Phenylketonuria is an inborn error of metabolism caused by loss of function of the liver-expressed enzyme phenylalanine hydroxylase and is characterized by elevated systemic phenylalanine levels that are neurotoxic. Current therapies do not address the underlying genetic disease or restore the natural metabolic pathway resulting in the conversion of phenylalanine to tyrosine. A family of hepatotropic clade F adeno-associated viruses (AAVs) was isolated from human CD34⁺ hematopoietic stem cells (HSCs) and one (AAVHSC15) was utilized to deliver a vector to correct the phenylketonuria phenotype in Pah^enu2 mice. The AAVHSC15 vector containing a codon-optimized form of the human phenylalanine hydroxylase cDNA was administered as a single intravenous dose to Pah^enu2 mice maintained on a phenylalanine-containing normal chow diet. Optimization of the transgene resulted in a vector that produced a sustained reduction in serum phenylalanine and normalized tyrosine levels for the lifespan of Pah^enu2 mice. Brain levels of phenylalanine and the downstream serotonin metabolite 5-hydroxyindoleacetic acid were restored. In addition, the coat color of treated mice darkened following treatment, indicating restoration of the phenylalanine metabolic pathway. Taken together, these data support the potential of an AAVHSC15-based gene therapy as an investigational therapeutic for phenylketonuria patients.

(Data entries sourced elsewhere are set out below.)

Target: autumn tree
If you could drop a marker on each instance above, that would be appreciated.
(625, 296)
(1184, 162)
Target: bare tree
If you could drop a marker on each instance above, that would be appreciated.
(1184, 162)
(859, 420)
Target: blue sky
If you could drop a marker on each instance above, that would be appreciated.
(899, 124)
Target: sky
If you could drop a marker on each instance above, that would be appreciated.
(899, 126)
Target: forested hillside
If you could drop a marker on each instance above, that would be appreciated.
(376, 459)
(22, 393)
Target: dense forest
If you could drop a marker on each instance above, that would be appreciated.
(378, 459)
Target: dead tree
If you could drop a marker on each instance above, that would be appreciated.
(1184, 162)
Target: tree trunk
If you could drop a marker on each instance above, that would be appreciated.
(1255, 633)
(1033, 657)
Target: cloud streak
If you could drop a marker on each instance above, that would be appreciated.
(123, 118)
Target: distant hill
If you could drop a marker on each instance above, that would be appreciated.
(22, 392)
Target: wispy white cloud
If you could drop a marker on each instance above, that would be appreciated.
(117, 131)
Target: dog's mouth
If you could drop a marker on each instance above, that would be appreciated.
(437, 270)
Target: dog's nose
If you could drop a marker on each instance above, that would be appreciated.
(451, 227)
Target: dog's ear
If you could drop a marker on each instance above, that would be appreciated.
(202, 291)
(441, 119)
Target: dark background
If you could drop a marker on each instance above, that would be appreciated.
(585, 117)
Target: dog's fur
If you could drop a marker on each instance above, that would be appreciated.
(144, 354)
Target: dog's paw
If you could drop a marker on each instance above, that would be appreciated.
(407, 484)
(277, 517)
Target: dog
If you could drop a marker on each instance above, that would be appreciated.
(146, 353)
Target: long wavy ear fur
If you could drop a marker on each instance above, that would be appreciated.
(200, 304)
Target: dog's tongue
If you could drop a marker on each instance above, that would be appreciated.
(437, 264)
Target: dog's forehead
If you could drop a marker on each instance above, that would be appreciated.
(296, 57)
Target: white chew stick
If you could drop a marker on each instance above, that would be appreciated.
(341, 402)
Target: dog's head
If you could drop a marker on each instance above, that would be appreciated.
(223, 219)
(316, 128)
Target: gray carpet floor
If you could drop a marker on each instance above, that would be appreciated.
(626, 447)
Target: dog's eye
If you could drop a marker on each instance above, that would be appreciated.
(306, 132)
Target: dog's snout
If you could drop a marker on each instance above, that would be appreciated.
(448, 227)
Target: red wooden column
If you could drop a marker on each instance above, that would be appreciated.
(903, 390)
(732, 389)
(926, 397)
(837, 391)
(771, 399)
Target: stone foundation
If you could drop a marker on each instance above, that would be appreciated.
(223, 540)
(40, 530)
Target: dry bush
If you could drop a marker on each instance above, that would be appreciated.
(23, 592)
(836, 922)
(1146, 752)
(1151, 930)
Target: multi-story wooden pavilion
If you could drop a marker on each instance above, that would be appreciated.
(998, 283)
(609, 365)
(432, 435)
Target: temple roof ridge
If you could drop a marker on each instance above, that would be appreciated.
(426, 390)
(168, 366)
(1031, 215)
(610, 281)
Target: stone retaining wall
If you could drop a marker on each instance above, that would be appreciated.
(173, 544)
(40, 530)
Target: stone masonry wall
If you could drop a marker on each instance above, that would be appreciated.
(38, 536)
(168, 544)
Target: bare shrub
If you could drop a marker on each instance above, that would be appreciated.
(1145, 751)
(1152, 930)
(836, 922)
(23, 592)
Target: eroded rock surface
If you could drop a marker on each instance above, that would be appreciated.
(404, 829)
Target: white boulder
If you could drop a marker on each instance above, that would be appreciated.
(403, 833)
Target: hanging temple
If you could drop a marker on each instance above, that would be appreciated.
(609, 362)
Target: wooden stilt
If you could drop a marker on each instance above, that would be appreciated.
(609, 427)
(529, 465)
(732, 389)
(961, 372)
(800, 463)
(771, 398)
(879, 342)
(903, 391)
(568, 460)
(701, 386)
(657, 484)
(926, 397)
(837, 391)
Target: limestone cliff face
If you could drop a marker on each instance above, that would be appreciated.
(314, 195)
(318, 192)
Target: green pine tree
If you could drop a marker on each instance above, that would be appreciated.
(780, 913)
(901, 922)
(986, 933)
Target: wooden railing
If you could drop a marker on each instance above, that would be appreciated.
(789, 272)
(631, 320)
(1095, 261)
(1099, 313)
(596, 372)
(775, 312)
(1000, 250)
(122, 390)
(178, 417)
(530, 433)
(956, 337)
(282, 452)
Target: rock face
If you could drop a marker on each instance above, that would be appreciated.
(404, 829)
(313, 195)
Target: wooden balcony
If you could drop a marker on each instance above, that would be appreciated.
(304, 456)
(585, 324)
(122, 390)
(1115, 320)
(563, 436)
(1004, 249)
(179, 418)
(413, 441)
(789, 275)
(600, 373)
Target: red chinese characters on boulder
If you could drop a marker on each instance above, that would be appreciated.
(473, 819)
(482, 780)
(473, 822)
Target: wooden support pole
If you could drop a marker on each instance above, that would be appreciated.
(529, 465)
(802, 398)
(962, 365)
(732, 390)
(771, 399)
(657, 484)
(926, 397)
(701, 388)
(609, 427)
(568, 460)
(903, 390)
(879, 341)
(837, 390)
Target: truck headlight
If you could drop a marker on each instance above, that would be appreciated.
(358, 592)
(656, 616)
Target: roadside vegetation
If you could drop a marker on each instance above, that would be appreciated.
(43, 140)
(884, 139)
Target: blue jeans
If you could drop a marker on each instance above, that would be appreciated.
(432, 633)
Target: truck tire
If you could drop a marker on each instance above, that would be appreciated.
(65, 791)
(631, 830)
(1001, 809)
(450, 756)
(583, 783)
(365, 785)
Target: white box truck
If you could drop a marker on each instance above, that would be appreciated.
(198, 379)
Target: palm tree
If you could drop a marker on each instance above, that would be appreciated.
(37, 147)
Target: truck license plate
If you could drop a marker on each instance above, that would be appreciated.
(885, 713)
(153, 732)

苯丙酮尿症是由肝脏表达的酶苯丙氨酸羟化酶功能丧失引起的先天性代谢错误，其特征是全身性苯丙氨酸水平升高，具有神经毒性。当前的疗法不能解决潜在的遗传疾病或恢复导致苯丙氨酸向酪氨酸转化的天然代谢途径。从人类CD34 ⁺造血干细胞（HSC）中分离出了一个家族的肝进化枝F腺相关病毒（AAVs），并利用其中一个（AAVHSC15）递送了一种载体来纠正Pah ^enu2小鼠的苯丙酮尿​​症表型。将含有密码子优化形式的人苯丙氨酸羟化酶cDNA的AAVHSC15载体以单次静脉内剂量的方式给予Pah ^enu2小鼠维持含苯丙氨酸的正常饮食。转基因的优化产生了一种载体，该载体在Pah ^enu2小鼠的整个生命周期中均导致血清苯丙氨酸的持续降低和酪氨酸水平的正常化。脑中的苯丙氨酸和下游5-羟色胺代谢产物5-羟基吲哚乙酸水平得以恢复。此外，处理后的小鼠的毛色变暗，表明苯丙氨酸代谢途径得以恢复。综上所述，这些数据支持了基于AAVHSC15的基因疗法作为苯丙酮尿症患者的研究疗法的潜力。